I look for a path to Fort Batenstein, which sits on a small hill overlooking the village. There is no obvious way up through the haphazard houses, and no one offers directions as I walk through the main street. But at a school on the edge of Butre, a man asks me where I’m going. I answer him; he tells me I need a guide to visit the fort. ‘It’s illegitimate to go without out one’, he smiles. I smile back, deciding not to correct his mistake.
In the village, I soon find the simple wooden shack that acts as Butre’s tourist information centre. The teenage girl outside looks up at me impassively. I ask to visit the fort.
‘OK, let’s go.’
‘Too much, I’m not paying that much.’
‘Then you’re not going.’
She grins broadly. I wonder whether she is pleased to have outwitted the sweaty white man, or simply to have avoided a walk in the searing sun.

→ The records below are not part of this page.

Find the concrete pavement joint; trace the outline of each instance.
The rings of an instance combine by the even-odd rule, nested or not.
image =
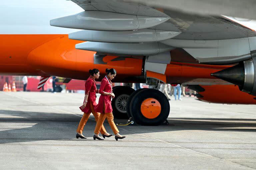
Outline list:
[[[200,151],[197,151],[195,150],[193,150],[193,149],[191,148],[186,148],[186,147],[183,147],[183,146],[179,146],[179,145],[177,145],[177,144],[174,144],[173,143],[170,143],[170,142],[167,142],[167,141],[165,141],[164,140],[160,140],[160,139],[157,139],[157,138],[155,138],[154,137],[151,137],[149,136],[148,136],[148,135],[145,135],[144,134],[140,134],[140,133],[136,133],[136,132],[133,131],[132,130],[127,130],[127,129],[124,129],[124,128],[120,128],[121,129],[122,129],[122,130],[124,130],[126,131],[129,131],[129,132],[130,132],[133,133],[134,134],[138,134],[139,135],[140,135],[141,136],[143,136],[143,137],[148,137],[149,138],[150,138],[152,139],[154,139],[154,140],[157,140],[157,141],[160,141],[160,142],[162,142],[163,143],[167,143],[167,144],[171,144],[171,145],[172,145],[175,146],[176,147],[177,147],[177,148],[181,148],[183,149],[184,149],[187,150],[192,151],[192,152],[194,152],[197,153],[198,153],[199,154],[200,154],[204,155],[205,155],[205,156],[206,156],[209,157],[211,157],[214,158],[215,158],[216,159],[217,159],[219,160],[220,160],[223,161],[225,161],[225,162],[229,162],[229,163],[231,163],[233,164],[235,164],[235,165],[239,165],[242,166],[244,166],[244,167],[247,167],[247,168],[251,168],[252,169],[254,169],[254,170],[256,169],[254,168],[252,168],[251,167],[250,167],[249,166],[248,166],[247,165],[243,165],[243,164],[241,164],[240,163],[237,163],[237,162],[232,162],[232,161],[230,161],[230,160],[226,160],[226,159],[222,159],[222,158],[220,158],[220,157],[218,157],[217,156],[213,156],[213,155],[210,155],[209,154],[207,154],[207,153],[204,153],[204,152],[200,152]]]

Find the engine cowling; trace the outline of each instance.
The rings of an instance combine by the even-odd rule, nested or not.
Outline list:
[[[211,75],[238,85],[240,90],[256,96],[256,54],[252,55],[252,57]]]

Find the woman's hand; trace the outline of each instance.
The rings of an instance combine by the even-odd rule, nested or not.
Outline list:
[[[110,93],[110,95],[112,96],[112,98],[115,98],[115,94],[113,93]]]
[[[86,106],[86,104],[87,103],[87,102],[85,101],[84,102],[84,104],[83,104],[83,105],[81,106],[80,107],[82,109],[83,109],[85,108],[85,106]]]

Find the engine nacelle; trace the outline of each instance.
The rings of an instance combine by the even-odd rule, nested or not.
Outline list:
[[[251,55],[251,59],[211,75],[238,85],[240,90],[256,96],[256,54]]]

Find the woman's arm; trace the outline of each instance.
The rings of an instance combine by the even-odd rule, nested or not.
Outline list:
[[[87,100],[88,99],[88,96],[89,96],[89,93],[90,93],[90,91],[92,88],[92,82],[91,81],[87,82],[87,83],[85,83],[85,94],[84,95],[84,101],[83,105],[81,107],[82,109],[85,108],[86,106]]]

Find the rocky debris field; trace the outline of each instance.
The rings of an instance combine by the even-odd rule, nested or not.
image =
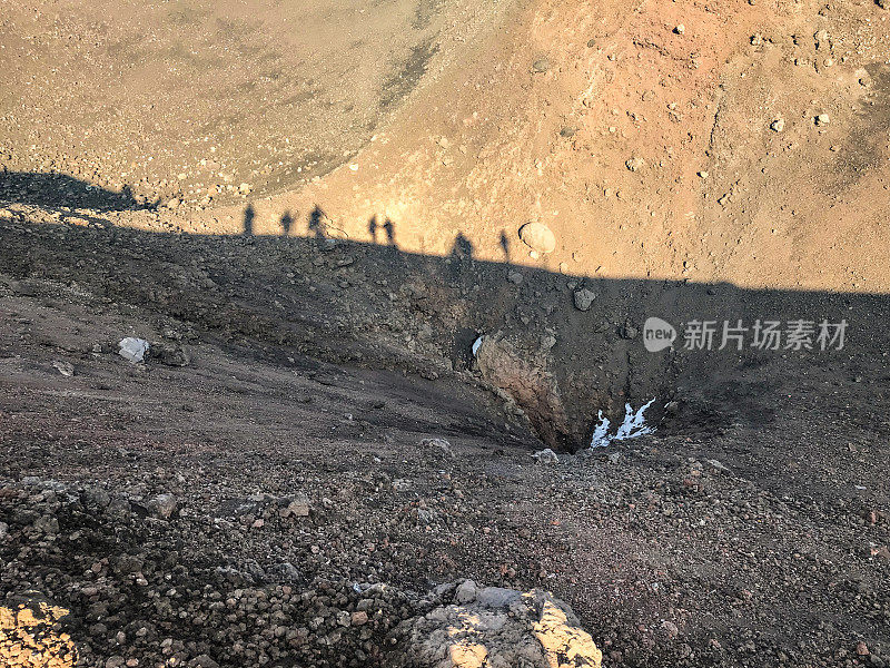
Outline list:
[[[184,337],[186,366],[134,365],[91,342],[148,332],[148,312],[6,285],[2,651],[20,665],[20,606],[41,600],[68,613],[34,641],[86,666],[546,666],[556,627],[570,666],[595,665],[584,633],[607,666],[890,654],[884,428],[849,409],[882,401],[868,383],[811,377],[769,429],[534,458],[446,379],[207,334]],[[528,606],[504,621],[471,587]]]
[[[0,12],[0,665],[890,664],[886,2],[119,4]]]
[[[228,540],[217,540],[228,522],[189,519],[169,494],[27,479],[2,497],[3,553],[18,550],[3,583],[24,586],[0,603],[8,666],[600,666],[571,610],[544,592],[466,580],[421,596],[325,569],[308,576],[304,562],[233,566],[219,549]],[[230,509],[221,514],[253,512],[243,527],[268,521],[281,538],[310,522],[301,499],[257,495]]]

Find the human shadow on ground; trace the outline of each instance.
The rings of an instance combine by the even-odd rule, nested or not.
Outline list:
[[[76,282],[220,341],[255,340],[290,356],[425,379],[468,373],[554,449],[586,446],[600,411],[614,430],[625,403],[636,410],[653,397],[647,416],[661,433],[762,428],[792,410],[790,396],[813,414],[827,402],[828,413],[843,414],[839,423],[888,430],[886,397],[870,392],[890,379],[887,295],[565,275],[476,259],[463,234],[451,253],[432,256],[329,237],[319,207],[307,219],[309,238],[249,239],[19,219],[0,226],[0,271]],[[368,228],[378,220],[369,215]],[[649,351],[650,317],[674,327],[673,346]],[[772,322],[780,338],[764,346]],[[847,322],[842,350],[822,350],[823,322]],[[705,324],[699,335],[696,323]]]

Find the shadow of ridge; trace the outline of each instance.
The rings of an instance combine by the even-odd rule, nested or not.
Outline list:
[[[445,257],[330,238],[28,223],[2,226],[0,238],[0,271],[17,279],[76,282],[222,343],[256,341],[263,354],[284,346],[427,379],[469,372],[554,449],[589,444],[600,410],[614,425],[625,403],[636,409],[653,396],[652,420],[665,433],[671,424],[714,432],[769,423],[789,393],[814,387],[822,396],[819,383],[888,380],[887,295],[566,276],[474,259],[462,235]],[[589,303],[576,299],[584,291]],[[846,320],[847,341],[842,351],[720,351],[715,333],[711,351],[650,353],[642,328],[652,316],[678,330],[692,321]],[[486,343],[475,358],[479,335]],[[844,419],[884,424],[881,401]],[[663,410],[671,402],[698,407],[678,422]]]
[[[0,204],[27,204],[53,210],[62,207],[82,208],[108,213],[150,208],[157,203],[150,204],[138,199],[129,186],[123,186],[121,191],[117,193],[65,174],[0,171]]]

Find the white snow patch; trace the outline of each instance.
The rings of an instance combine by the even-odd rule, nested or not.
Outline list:
[[[639,436],[654,433],[655,430],[645,423],[644,415],[646,409],[651,406],[654,401],[655,397],[653,396],[636,411],[631,407],[631,404],[625,403],[624,422],[621,423],[621,426],[619,426],[619,430],[615,432],[614,436],[609,435],[609,418],[604,418],[603,412],[600,411],[600,424],[596,425],[596,429],[593,432],[591,448],[605,448],[612,443],[612,441],[627,441],[630,439],[636,439]]]

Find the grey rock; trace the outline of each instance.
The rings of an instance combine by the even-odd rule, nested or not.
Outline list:
[[[538,450],[532,456],[535,458],[535,461],[537,461],[538,464],[558,464],[560,463],[560,458],[550,448],[545,448],[544,450]]]
[[[587,289],[577,289],[574,293],[575,308],[578,311],[590,311],[593,301],[596,298],[596,293]]]
[[[476,583],[473,580],[464,580],[454,592],[454,600],[458,603],[471,603],[476,600]]]
[[[148,502],[148,510],[161,520],[169,520],[178,503],[172,494],[158,494]]]

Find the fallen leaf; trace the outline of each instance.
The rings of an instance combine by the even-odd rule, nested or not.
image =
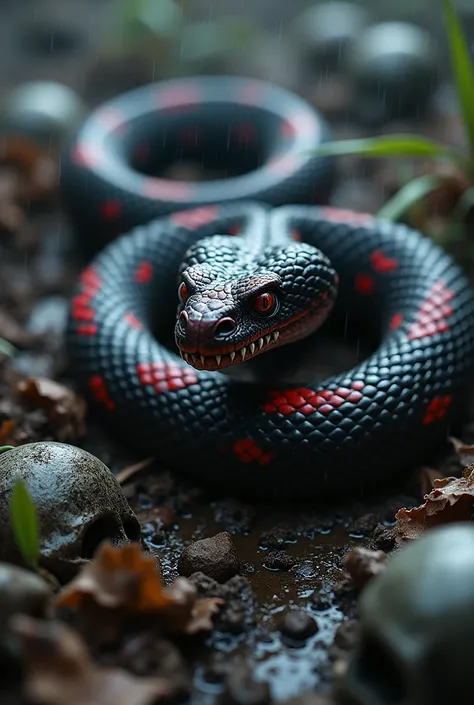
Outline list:
[[[472,465],[474,463],[474,445],[465,445],[462,441],[454,437],[451,437],[449,440],[453,444],[462,467],[467,468],[469,465]]]
[[[145,458],[145,460],[140,460],[138,463],[134,463],[133,465],[128,465],[128,467],[124,468],[123,470],[120,470],[115,476],[115,479],[119,483],[119,485],[123,485],[124,482],[129,480],[133,475],[136,475],[137,472],[140,472],[140,470],[143,470],[144,468],[147,468],[151,463],[153,462],[154,458]]]
[[[164,633],[196,634],[212,629],[212,617],[224,600],[198,598],[195,586],[178,578],[164,587],[156,558],[138,543],[114,547],[105,542],[94,559],[56,597],[56,607],[76,610],[83,623],[104,625],[104,639],[114,639],[137,617],[146,617]]]
[[[35,705],[154,705],[175,694],[163,678],[95,666],[79,635],[62,622],[17,615],[10,624],[26,661],[25,694]]]
[[[33,409],[45,409],[51,429],[61,442],[76,441],[86,432],[86,403],[63,384],[28,377],[16,382],[17,395]]]
[[[401,545],[422,536],[439,524],[471,521],[474,506],[474,464],[462,477],[445,477],[434,481],[424,503],[413,509],[400,509],[395,514],[396,544]]]
[[[372,551],[368,548],[354,548],[344,559],[344,567],[351,576],[357,590],[361,590],[372,578],[386,568],[385,551]]]
[[[443,473],[436,468],[429,468],[427,466],[418,468],[418,481],[420,483],[421,496],[424,497],[425,494],[431,492],[434,487],[435,480],[440,480],[442,478]]]

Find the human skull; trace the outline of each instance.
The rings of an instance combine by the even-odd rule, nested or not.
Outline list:
[[[363,591],[361,638],[340,686],[354,705],[471,705],[474,527],[403,548]]]
[[[38,514],[40,564],[67,581],[105,539],[140,538],[140,524],[111,471],[66,443],[27,443],[0,454],[0,561],[22,562],[10,501],[22,479]]]

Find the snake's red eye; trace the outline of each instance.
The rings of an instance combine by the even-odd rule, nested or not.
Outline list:
[[[181,303],[185,303],[186,299],[188,298],[188,287],[184,282],[181,282],[181,284],[178,287],[178,296],[181,301]]]
[[[253,307],[260,315],[271,316],[278,308],[278,299],[275,294],[266,291],[264,294],[257,296],[253,302]]]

Instead, I head to the harbour. Men sit in groups mending their nets; they look up and nod curtly, not hostile but indifferent to yet another tourist with a camera trying to photograph their boats.
The children splashing in the water are more responsive. ‘Obroni, snap me’. They strut and pose for the camera, then crowd around to see themselves in the viewfinder. I take a deep breath as then sandy little hands grab at my expensive camera, reminding myself it can be cleaned. ‘Obroni, give me one cedi’ they then ask, an almost Pavlovian reaction to seeing a white person. They don’t seem to really expect a response, running back into the water, and I don’t give one.
I walk back along the beach and notice that most of the fishermen have discarded their nets. I ponder why, then spot a chalk notice on a board outside a bar: ‘Rubin Kazan v Chelsea, 4pm’. The cheers from inside suggests Chelsea have scored already (I have yet to meet a Rubin Kazan fan in Ghana).
Back across the bridge, I stop for a drink at the Johannesburg bar. The couple that own it pause their argument to serve me a chilled Star beer. The toothless old man next to me starts talking in broken English. ‘Visit … photo … leave … drink.’ A hand gesture confirms he wants, or expects, me to buy him a beer too.
I consider whether buying him one would reinforce stereotypes of tourists as cash points, or be a kind gesture to a poor man on a hot day. Then realise I only have four cedis on me. I pretend that I don’t understand him, pay up and leave hurriedly.
On the beach outside, a young rasta leans over his shoulder, smiles and waves. ‘Hey, obroni, how are you?’ A small dark pool is forming on the beach in front of him. ‘Fine, how are you?’ I wave back, making a mental reminder that talking to people mid-piss won’t be normal when I move back to Germany in two months.